Which explains all those Balkan muslim names on the lists of Gitmo prisoners or held locally by our forces in Afghanistan or Iraq.
Well, it would were there any Balkan muslims in Gitmo or showing up in Iraq or Afghanistan, but they're not, Tom, because you're simply FOS and making your "facts" up as you go along.
To wit: List of Individuals Detained by the DoD at Guantanamo Bay, Cuba, through May 15, 2006
0 Bosnians, 0 Albanians, 0 Macedonians.
And in Iraq? The Balkan muslims are so underrepresented they don't even rate mention in the various analyses of foreign fighters killed or captured that appear every now and then in the news or from groups tracking the issue.
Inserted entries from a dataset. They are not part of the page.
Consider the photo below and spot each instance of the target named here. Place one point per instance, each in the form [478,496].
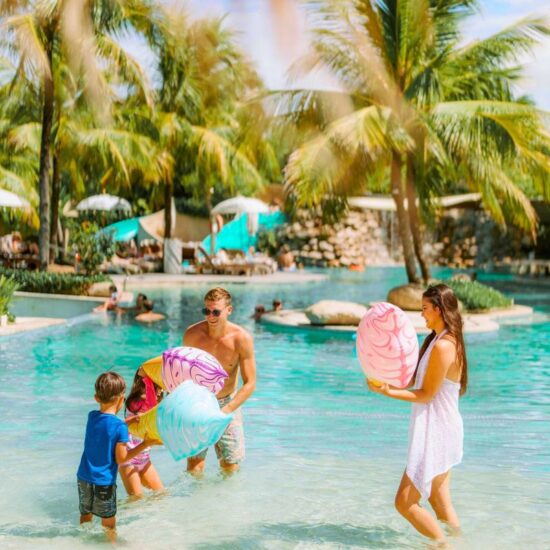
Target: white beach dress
[436,432]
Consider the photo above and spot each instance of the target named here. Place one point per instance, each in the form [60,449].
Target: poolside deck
[164,279]
[473,322]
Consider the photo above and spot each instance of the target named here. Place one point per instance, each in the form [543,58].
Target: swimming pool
[324,456]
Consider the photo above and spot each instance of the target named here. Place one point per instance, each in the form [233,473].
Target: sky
[274,51]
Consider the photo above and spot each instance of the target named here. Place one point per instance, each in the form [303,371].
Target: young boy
[104,449]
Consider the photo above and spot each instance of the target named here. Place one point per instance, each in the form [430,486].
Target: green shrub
[476,296]
[7,287]
[52,283]
[92,247]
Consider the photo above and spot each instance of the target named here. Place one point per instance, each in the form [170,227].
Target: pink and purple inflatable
[387,345]
[186,363]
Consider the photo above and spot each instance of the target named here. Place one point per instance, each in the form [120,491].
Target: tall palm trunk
[44,170]
[168,192]
[415,224]
[56,184]
[402,218]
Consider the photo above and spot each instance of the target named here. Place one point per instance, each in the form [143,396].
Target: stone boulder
[100,290]
[407,297]
[333,312]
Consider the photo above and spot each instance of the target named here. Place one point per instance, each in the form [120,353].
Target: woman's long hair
[442,297]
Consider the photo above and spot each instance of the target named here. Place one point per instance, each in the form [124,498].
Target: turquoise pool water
[324,456]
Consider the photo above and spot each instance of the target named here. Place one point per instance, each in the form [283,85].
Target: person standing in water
[233,347]
[436,430]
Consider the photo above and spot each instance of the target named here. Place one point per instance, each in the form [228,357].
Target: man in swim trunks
[233,347]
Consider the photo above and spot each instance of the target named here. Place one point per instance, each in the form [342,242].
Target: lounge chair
[236,264]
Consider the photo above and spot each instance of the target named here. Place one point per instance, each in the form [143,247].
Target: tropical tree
[199,120]
[41,35]
[417,102]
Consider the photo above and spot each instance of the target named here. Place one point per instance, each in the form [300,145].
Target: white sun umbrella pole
[11,200]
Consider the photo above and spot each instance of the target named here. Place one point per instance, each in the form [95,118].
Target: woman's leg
[109,524]
[407,503]
[131,479]
[440,499]
[150,478]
Just as an example, the CSIS report "Iraq's Evolving Insurgency and the Risk of Civil War" 4/20/06
Number and National Origin of Foreign Volunteers
No one knows where most of the foreign volunteers present in Iraq at any given time have come from. The mix seems to vary constantly, and estimates differ from source to source. For example, the US military reported 375 foreigners so far had been detained in Iraq in 2005 as of late October. The percentage of foreign detainees was only a little over 4% in early 2005, and had actually dropped by the end of 2005. Among those detained were: 78 Egyptians; 66 Syrians; 41 Sudanese; 32 Saudis; 17 Jordanians; 13 Iranians; 2 Britons; and one each from France, Israel, Ireland, and the United States. p 198
In summary, you, and your posts, are nothing but a source of inane disinformation.
NY Times, July 21, 1995, page A8 -- Bosnian government soldiers from the enclave of Srebrenica which fell to the Serbs last week, stopped for a rest Wednesday near the government held town of Kalesija. The soldiers trekked for days through Serb-held territory, carrying their wounded.